Open http://localhost:8080 (or the port shown in the terminal). You'll see the UI; the model connection comes in Step 4.

Step 3: Download a GGUF model from Hugging Face and start the server

Start with a smaller model so you can confirm the pipeline before throwing RAM at bigger ones.

Example model used in this post: Qwen2.5-Coder-7B-Instruct-GGUF. I used the Q4_K_M quantized file.

On the Hugging Face repo you'll see several quantizations (Q2–Q8). Q4 is a good balance for local use: smaller file, decent quality.

3.1 Download the GGUF file

Download the Q4_K_M (or your chosen) .gguf file and put it in a stable folder, e.g.:

C:\Users\<YourUser>\.llm_models\

Replace <YourUser> with your Windows username.

3.2 Start the llama.cpp server

Use a port that doesn't clash with OpenWebUI (8080). Here we use 10000.

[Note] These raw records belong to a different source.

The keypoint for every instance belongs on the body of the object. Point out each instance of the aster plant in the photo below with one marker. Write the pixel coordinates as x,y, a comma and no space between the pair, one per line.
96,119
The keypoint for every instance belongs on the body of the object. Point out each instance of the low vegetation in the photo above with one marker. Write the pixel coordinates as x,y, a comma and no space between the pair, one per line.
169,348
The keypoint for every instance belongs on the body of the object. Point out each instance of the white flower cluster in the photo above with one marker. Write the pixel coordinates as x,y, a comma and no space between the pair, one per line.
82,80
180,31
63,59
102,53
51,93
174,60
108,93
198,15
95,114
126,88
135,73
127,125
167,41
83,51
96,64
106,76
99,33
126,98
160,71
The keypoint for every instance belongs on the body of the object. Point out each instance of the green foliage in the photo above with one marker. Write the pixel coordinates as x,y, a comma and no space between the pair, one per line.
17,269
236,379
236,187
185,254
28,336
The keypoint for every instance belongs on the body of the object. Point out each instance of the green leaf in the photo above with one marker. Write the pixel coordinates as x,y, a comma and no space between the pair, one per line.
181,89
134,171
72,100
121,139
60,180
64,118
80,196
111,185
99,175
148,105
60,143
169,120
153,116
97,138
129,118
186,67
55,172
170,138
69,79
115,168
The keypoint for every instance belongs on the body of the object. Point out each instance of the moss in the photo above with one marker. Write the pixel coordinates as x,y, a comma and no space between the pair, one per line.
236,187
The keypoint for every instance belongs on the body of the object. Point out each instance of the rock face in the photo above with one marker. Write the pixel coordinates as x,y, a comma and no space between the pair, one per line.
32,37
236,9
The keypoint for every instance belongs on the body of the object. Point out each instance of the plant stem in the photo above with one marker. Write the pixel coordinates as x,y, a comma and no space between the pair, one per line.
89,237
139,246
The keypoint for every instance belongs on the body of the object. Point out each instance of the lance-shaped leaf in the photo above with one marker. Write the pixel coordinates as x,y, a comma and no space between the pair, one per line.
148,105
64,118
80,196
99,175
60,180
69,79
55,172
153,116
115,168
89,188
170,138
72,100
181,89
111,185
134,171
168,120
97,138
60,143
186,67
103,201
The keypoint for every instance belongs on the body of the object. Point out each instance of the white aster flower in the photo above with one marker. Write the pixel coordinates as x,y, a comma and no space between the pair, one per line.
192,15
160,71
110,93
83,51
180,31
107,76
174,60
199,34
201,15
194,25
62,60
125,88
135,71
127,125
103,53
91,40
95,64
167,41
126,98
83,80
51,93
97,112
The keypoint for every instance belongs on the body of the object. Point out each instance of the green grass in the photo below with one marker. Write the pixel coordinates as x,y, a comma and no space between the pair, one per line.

llama-server -m "C:\Users\<YourUser>\.llm_models\Qwen2.5-Coder-7B-Instruct-Q4_K_M.gguf" --port 10000

Leave this terminal open. You should now have an OpenAI-compatible API at:

http://localhost:10000

Step 4: Connect OpenWebUI to llama.cpp

With both the llama-server and OpenWebUI running:

Open OpenWebUI at http://localhost:8080.
Go to Settings → Connections (or Admin → Connections, depending on your OpenWebUI version).
Add an OpenAI-compatible connection (see screenshot below): Base URL http://localhost:10000/v1, API key empty or a placeholder like local if required.

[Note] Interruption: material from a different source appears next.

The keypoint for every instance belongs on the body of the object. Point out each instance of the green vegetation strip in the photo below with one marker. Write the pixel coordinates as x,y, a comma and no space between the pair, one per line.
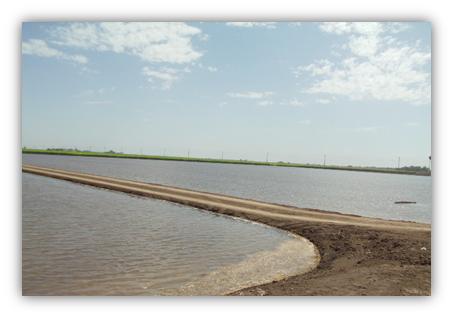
111,154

Save, select the new connection/model in the UI, and send a test message. If the model answers, the stack is working.

What you get

A browser chat (OpenWebUI) talking to a model that runs on your machine (llama.cpp).
No external API calls.
No paid subscriptions.

Trade-offs and limitations

RAM/VRAM is the real limit. Bigger models and longer context need more memory.
Disk space adds up. Models live on disk (often several GB each, and you may keep several quantizations).
Smaller models have limits. On modest hardware, what you can run may not be enough for heavy reasoning, long-form planning, or high-stakes tasks.

Troubleshooting

OpenWebUI loads but no model appears

Confirm llama-server is running and that http://localhost:10000 responds (e.g. in a browser or with curl).
Make sure you didn’t use the same port as OpenWebUI (8080).

Connection fails

Try http://127.0.0.1:10000 instead of http://localhost:10000.
Check that Windows Firewall isn’t blocking local connections.

It’s slow

Use a smaller model or lower quantization (e.g. Q4).
Reduce context length if you increased it.
On NVIDIA: confirm you use the CUDA build and that the runtime DLLs are in the same folder as the executables.

Wrap-up

You now have a local chat stack: OpenWebUI for the UI, llama.cpp for inference, and a GGUF model from Hugging Face. Solid baseline for privacy-first, no-subscription experimentation. Next steps: try different models (general vs coder), other quantizations, or tuning context length for your workload.